Despite the anxiety, she said, the extended closure has been “a blessing in disguise.” The North Smithfield resident has used the time to outfit a new salon space at 66 Main St., the former Heritage Coffee Shop, effectively doubling the footprint of the business and, for the first time, creating a salon that was completely her own.

“It was just a completely empty space, which for somebody like me was really exciting. I had envisioned what I wanted a salon to look like,” she said.

Lemieux said she began planning the move earlier this year, long before COVID-19 shut down businesses across the state. The standalone brick structure on Main Street’s southern end drew her in with its history and downtown location.
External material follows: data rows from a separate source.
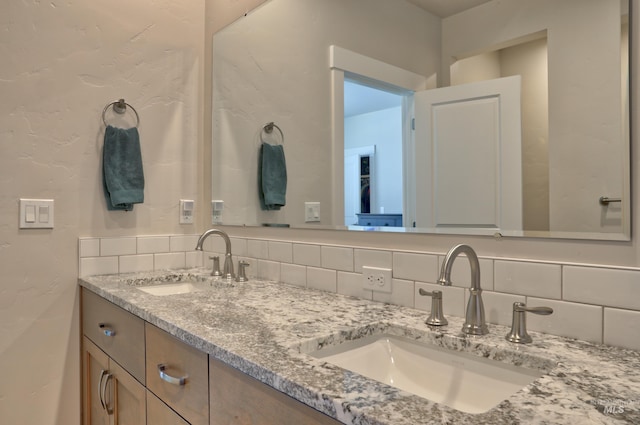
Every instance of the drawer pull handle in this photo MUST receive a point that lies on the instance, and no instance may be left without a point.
(100, 394)
(107, 330)
(105, 376)
(170, 379)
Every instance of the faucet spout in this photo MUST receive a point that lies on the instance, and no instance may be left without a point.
(227, 272)
(474, 323)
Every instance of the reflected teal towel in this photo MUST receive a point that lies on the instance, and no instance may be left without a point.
(123, 176)
(272, 177)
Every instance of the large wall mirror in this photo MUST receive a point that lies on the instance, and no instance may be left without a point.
(505, 117)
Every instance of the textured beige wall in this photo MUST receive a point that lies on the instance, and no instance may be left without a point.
(62, 62)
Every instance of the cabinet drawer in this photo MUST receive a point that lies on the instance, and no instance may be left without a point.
(159, 413)
(178, 374)
(237, 398)
(117, 332)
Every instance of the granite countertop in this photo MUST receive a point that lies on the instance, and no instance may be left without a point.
(265, 328)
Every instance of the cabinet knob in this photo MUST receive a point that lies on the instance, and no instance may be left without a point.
(168, 378)
(107, 330)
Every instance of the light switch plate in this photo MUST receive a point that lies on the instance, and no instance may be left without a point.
(311, 212)
(187, 209)
(376, 279)
(36, 213)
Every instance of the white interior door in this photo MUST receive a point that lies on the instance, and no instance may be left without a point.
(468, 158)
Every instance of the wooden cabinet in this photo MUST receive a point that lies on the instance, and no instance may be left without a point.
(159, 413)
(117, 332)
(178, 374)
(135, 374)
(238, 399)
(111, 395)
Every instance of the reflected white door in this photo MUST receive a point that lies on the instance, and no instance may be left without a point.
(468, 158)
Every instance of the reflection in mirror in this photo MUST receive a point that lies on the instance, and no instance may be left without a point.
(570, 59)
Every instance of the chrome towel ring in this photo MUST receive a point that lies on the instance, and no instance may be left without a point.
(268, 129)
(120, 107)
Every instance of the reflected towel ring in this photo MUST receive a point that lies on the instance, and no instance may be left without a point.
(120, 107)
(268, 128)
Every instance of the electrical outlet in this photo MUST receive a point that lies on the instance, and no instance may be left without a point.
(376, 279)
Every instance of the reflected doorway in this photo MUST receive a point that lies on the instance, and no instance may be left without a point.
(373, 146)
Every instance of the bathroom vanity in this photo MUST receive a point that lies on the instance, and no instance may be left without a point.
(224, 353)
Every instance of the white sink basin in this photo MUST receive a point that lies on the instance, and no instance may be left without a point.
(459, 380)
(171, 288)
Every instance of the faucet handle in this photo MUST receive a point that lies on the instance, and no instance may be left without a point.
(436, 318)
(242, 276)
(215, 271)
(518, 333)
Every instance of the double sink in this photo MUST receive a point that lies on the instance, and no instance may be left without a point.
(445, 372)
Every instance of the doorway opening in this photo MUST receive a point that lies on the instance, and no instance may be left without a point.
(373, 154)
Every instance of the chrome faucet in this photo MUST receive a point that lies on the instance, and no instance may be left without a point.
(474, 323)
(227, 272)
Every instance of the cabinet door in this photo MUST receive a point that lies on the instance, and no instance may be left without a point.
(128, 395)
(238, 399)
(159, 413)
(117, 332)
(95, 365)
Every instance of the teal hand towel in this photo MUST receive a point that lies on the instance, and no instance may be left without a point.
(272, 177)
(123, 176)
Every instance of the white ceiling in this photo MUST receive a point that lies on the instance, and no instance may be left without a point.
(359, 99)
(444, 8)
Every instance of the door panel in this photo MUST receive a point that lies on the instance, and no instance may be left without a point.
(94, 362)
(468, 158)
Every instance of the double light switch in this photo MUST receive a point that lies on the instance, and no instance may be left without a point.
(36, 213)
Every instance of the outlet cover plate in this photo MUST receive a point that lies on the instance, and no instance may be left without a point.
(376, 279)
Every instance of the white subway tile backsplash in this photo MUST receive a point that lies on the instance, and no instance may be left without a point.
(184, 243)
(371, 258)
(135, 263)
(306, 255)
(403, 293)
(293, 274)
(598, 304)
(168, 261)
(421, 267)
(281, 251)
(453, 303)
(592, 285)
(498, 307)
(350, 284)
(258, 249)
(322, 279)
(89, 247)
(534, 279)
(572, 320)
(153, 244)
(238, 247)
(117, 246)
(269, 270)
(337, 258)
(92, 266)
(251, 271)
(622, 328)
(194, 259)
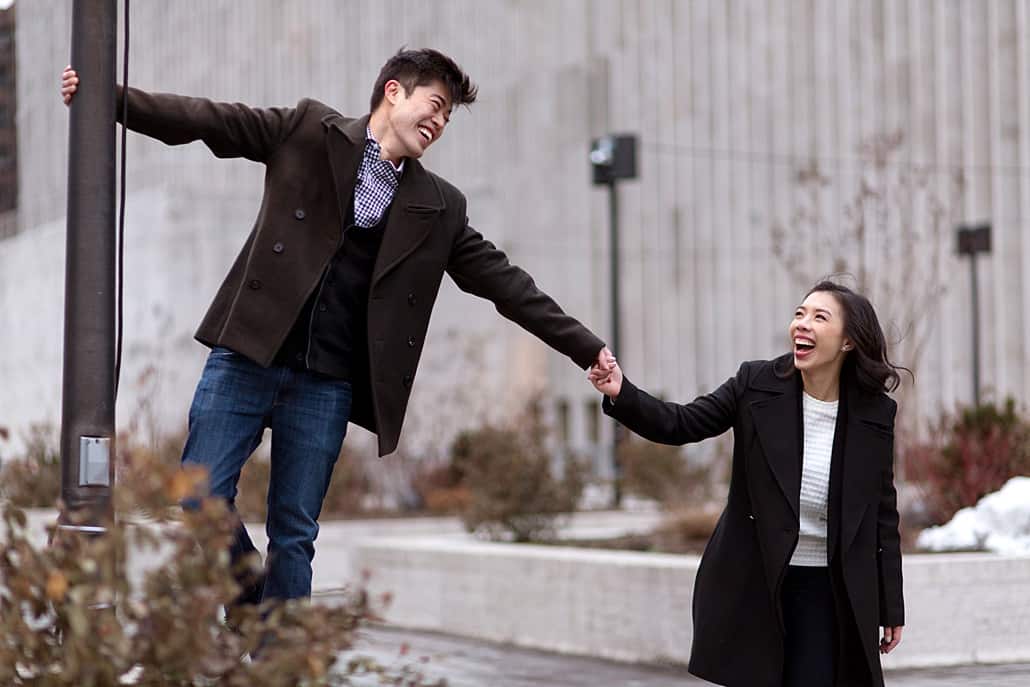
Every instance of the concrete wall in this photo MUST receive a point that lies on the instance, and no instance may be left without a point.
(636, 607)
(734, 100)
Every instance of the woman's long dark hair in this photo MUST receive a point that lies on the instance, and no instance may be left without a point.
(867, 362)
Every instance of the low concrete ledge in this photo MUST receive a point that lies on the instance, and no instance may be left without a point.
(636, 607)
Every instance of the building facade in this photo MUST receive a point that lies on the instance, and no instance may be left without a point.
(781, 140)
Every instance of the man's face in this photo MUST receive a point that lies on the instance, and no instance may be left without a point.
(417, 119)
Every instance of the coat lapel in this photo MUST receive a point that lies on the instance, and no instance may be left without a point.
(345, 142)
(416, 205)
(416, 208)
(778, 425)
(868, 438)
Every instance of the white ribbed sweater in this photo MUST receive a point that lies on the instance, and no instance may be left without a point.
(820, 424)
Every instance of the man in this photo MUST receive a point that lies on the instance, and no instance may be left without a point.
(322, 316)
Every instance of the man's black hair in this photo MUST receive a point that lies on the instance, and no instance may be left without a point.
(414, 68)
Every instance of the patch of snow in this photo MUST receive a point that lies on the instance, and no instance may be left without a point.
(1000, 522)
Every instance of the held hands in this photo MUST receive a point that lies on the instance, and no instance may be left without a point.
(892, 637)
(605, 374)
(69, 83)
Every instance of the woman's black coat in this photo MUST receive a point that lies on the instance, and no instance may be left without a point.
(737, 632)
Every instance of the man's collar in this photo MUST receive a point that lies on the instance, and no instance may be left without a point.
(371, 140)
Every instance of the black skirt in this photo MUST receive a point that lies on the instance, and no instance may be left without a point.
(812, 644)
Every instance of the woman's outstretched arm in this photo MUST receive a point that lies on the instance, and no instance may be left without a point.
(667, 422)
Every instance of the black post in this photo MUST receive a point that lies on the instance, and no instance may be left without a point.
(971, 240)
(975, 330)
(88, 403)
(613, 224)
(614, 158)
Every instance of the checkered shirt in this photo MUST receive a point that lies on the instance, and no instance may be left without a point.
(377, 181)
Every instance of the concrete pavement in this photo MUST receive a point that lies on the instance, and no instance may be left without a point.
(473, 663)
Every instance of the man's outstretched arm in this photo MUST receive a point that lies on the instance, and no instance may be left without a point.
(230, 130)
(480, 268)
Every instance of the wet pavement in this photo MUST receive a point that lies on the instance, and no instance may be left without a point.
(472, 663)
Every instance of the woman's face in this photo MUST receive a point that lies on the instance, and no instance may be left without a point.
(817, 333)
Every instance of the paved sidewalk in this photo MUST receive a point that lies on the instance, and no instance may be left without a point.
(472, 663)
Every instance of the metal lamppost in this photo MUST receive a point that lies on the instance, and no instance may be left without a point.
(973, 239)
(88, 400)
(614, 158)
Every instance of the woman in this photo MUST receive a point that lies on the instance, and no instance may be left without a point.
(804, 563)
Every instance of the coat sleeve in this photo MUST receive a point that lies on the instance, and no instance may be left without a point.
(889, 549)
(230, 130)
(480, 268)
(667, 422)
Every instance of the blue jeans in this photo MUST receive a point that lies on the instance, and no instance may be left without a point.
(235, 401)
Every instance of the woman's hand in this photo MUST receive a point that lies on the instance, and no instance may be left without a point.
(892, 637)
(608, 381)
(69, 84)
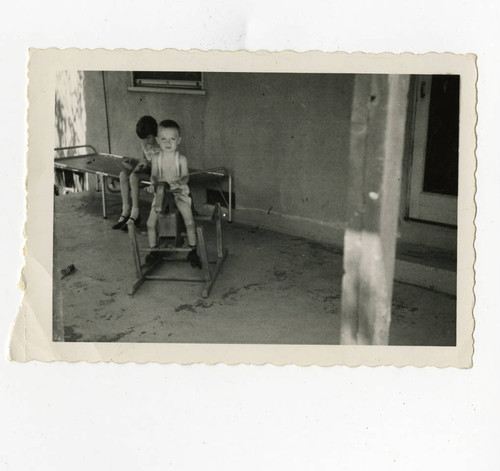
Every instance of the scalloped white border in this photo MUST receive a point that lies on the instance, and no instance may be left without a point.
(32, 332)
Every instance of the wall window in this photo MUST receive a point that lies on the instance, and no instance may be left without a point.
(167, 82)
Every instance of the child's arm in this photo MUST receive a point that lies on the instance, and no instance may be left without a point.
(183, 167)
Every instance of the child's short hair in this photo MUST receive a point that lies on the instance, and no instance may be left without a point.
(170, 123)
(146, 126)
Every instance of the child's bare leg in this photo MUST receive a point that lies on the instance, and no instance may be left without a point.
(187, 215)
(152, 236)
(134, 192)
(124, 190)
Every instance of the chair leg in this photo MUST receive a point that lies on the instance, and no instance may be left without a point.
(219, 231)
(135, 248)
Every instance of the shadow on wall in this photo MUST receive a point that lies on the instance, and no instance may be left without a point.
(70, 126)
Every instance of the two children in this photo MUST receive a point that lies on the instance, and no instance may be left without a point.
(134, 170)
(169, 171)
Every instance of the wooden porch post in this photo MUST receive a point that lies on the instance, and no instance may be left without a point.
(375, 159)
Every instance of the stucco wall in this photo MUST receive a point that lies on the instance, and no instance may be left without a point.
(285, 137)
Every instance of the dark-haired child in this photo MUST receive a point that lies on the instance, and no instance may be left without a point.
(170, 167)
(136, 169)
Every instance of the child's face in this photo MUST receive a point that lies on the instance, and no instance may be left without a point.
(168, 139)
(150, 140)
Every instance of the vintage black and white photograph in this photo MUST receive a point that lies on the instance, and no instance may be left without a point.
(259, 207)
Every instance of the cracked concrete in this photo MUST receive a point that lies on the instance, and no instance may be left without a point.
(273, 288)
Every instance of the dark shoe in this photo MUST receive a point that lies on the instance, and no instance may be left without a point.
(135, 221)
(152, 256)
(194, 260)
(121, 222)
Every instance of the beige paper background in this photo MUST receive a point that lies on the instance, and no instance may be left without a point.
(31, 338)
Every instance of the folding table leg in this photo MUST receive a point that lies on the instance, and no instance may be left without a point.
(135, 248)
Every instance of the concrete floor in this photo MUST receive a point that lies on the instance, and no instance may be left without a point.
(273, 288)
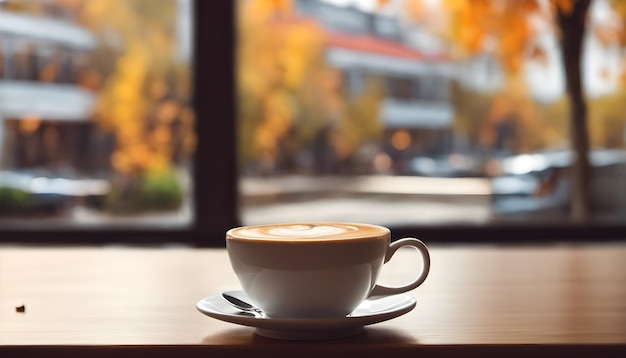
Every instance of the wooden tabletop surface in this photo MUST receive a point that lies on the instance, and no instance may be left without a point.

Known as “Lee’s Block,” the structure has been vacant since the departure of Heritage Coffee Shop several years ago, but Lemieux said recent renovations left her with a “blank canvas” to put her ideas in action. The space also came with ample parking in the municipal lots on either side of the building, something her South Main Street location lacked.

In March, with the threat of coronavirus spreading throughout the state, Gov. Gina Raimondo ordered all salons and other close-contact businesses to close. For many, that would have been the end of plans to relocate, but Lemieux, who described herself as a person of faith, said she knew she had to move forward.

“As an entrepreneur, I’m used to the unknown,” she explained. “You don’t start a business without fear and a lot of hope, and that is how I approach reopening.”

It’s not the first time she’s had to start from scratch. A former employee of Citizens Bank, she left her corporate job at the age of 34 to attend cosmetology school and pursue her dream of opening a salon. Two years into the venture, she’s built up a solid customer base and is looking forward to reconnecting with her clients once she’s able to reopen.

Though state officials had not yet released formal guidelines for salons to reopen as of last week, Lemieux said she’s outfitted the new space according to what she expects those guidelines to look like. Salon chairs are spaced six feet apart, and retail shelves will likely remain empty for the time being. Photographs of the ocean, taken by Lemieux while on vacation in Hawaii, dot the walls, bringing a sense of calm to the building.

“I want to create an atmosphere where people feel welcome and comfortable,” she said.

State officials also have not yet released a date for salons to reopen, but Lemieux said she’s hopeful she’ll be seeing clients by mid-June. In the meantime, she’s directing customers to check the salon’s website at www.blbeautyri.com or social media pages for updates.